How will this work for handling calls?
Instead of having to worry about which server is currently “live”, I’ve told every server to try to dial out four times simultaneously. The first attempt is to a “local” SIP connection, our desk phones connecting directly to that server. The other three connections go to the other three peers and try to connect to the same phone via that peer. So the command looks like this:
Dial(SIP/mbloch-desk&IAX2/manchester/301&IAX2/office/301&IAX2/offsite/301)
When any one of those connections picks up, Asterisk cancels the other dialling attempts and the call proceeds. If any of the connections are down, whether to another server or the phone itself, Asterisk quietly gives up and carries on ringing the other connections. All the while, the caller only hears a single ringtone.
So the upshot is that if one server fails, outbound calls still work by the user hitting “line 2” or “line 3”, and the only thing I have to do is signal Magrathea to ask them to send incoming calls through another server. The meshing means customers never hear a deadline again, hooray!
Testing and Deployment
In order to make the setup as robust and easy to test as possible, I’ve used the excellent Capistrano automation tool to package up the whole configuration and startup routines into one place. So when I make a change I can just type “cap deploy” and all my changes go out to the four servers, and everything. It’s very well suited to this, I hardly had to make any changes to the way it works.

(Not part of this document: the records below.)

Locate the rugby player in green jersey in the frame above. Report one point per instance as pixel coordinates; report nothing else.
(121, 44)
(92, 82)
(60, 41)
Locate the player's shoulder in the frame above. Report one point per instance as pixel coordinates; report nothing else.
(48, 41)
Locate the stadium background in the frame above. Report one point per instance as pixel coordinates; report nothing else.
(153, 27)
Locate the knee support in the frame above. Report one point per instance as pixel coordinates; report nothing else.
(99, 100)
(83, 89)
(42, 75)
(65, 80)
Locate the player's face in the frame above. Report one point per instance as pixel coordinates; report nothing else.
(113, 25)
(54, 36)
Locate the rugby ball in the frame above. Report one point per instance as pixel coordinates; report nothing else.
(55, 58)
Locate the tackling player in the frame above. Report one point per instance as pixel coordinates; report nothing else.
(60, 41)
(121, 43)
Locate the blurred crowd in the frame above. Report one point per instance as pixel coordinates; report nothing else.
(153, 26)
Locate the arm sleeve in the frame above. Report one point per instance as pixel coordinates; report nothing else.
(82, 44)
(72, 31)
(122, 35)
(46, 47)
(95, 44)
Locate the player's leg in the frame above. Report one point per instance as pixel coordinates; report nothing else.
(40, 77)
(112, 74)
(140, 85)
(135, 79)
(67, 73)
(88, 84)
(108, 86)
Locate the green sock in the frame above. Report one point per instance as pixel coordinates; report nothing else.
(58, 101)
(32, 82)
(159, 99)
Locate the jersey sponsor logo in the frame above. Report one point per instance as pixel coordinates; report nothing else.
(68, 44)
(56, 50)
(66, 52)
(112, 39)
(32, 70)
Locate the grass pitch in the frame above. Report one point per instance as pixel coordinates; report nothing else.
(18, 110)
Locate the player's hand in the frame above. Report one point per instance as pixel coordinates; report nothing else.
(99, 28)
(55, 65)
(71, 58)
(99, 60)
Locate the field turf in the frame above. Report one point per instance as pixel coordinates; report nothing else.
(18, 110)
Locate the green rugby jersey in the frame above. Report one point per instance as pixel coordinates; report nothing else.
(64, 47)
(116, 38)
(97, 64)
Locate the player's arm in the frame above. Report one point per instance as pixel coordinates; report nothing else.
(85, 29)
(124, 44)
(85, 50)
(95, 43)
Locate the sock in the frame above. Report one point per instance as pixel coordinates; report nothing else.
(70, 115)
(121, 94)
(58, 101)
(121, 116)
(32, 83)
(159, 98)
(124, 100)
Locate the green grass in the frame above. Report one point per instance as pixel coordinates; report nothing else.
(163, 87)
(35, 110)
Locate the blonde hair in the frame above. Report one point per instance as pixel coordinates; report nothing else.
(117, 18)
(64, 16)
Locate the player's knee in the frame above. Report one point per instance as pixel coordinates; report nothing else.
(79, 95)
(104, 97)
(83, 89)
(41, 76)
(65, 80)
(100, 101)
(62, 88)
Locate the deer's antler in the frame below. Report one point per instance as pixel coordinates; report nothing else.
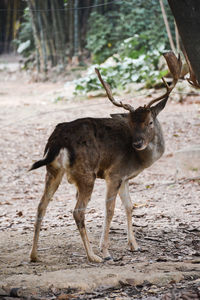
(174, 65)
(110, 95)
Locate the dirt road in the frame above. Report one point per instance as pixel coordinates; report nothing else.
(166, 217)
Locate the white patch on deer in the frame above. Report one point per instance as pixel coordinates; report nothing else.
(62, 160)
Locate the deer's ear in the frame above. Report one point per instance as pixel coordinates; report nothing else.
(122, 117)
(156, 109)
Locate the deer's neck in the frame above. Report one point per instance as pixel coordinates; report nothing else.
(154, 150)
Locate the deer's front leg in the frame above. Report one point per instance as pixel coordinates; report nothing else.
(126, 200)
(112, 190)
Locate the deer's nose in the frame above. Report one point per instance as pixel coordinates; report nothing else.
(138, 144)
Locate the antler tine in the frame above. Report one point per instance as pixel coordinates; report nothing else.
(110, 95)
(174, 65)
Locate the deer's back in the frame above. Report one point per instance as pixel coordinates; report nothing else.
(93, 144)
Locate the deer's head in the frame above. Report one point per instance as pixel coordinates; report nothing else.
(142, 121)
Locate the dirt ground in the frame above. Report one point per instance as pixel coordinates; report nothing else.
(166, 215)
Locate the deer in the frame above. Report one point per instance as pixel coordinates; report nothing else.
(115, 149)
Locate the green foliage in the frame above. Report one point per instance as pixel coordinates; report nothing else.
(133, 64)
(144, 18)
(25, 41)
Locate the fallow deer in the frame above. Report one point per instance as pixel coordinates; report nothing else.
(115, 149)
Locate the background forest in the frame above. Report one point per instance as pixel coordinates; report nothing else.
(59, 33)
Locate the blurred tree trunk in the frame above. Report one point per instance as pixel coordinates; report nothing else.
(76, 29)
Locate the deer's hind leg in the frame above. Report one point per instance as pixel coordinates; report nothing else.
(84, 191)
(113, 186)
(53, 179)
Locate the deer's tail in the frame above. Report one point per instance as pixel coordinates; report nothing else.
(51, 153)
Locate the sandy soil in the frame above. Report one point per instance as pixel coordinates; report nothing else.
(166, 215)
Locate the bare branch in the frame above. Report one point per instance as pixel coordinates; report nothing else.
(174, 65)
(110, 95)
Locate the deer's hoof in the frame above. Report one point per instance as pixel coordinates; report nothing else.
(107, 258)
(95, 258)
(134, 248)
(33, 257)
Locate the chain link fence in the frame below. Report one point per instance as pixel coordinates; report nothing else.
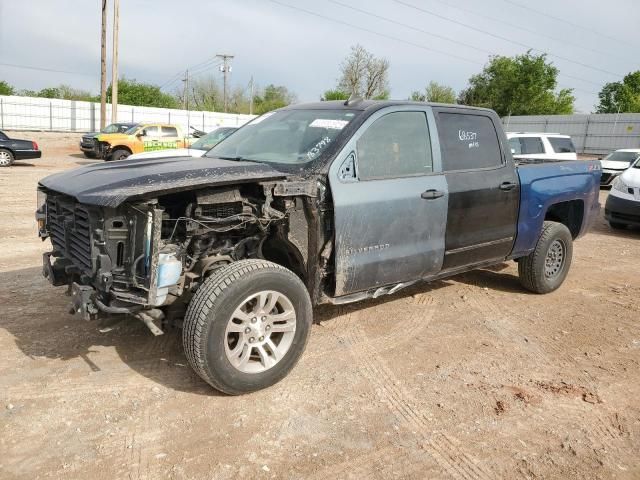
(30, 113)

But I’ve not implemented any automatic testing yet because I’ve not got my head around a couple of relevant tools, SIPp appears to be the only one that I could find, and that doesn’t help me test the meshed IAX connections.
Because these are all new servers, I’ve just made most of it live and placed heaps of calls. I think that’s what real phone engineers do, at least in part. The worst that has happened is a cascade between servers (i.e. one inbound call caused four more internal calls, which caused four more internal calls, which caused etc.). I thought it was very funny at the time because it made my phone look like a Christmas tree. But I’d forgotten to take out our call centre’s number as a fallback, so I’d accidentally placed 50 simultaneous silent calls to them. More than once I think. They told me so. Sorry!
Then, going forward, the same strategically-placed servers will also run self-contained copies of our main website, forum and support email facilities, and I’ll be testing the failover for those.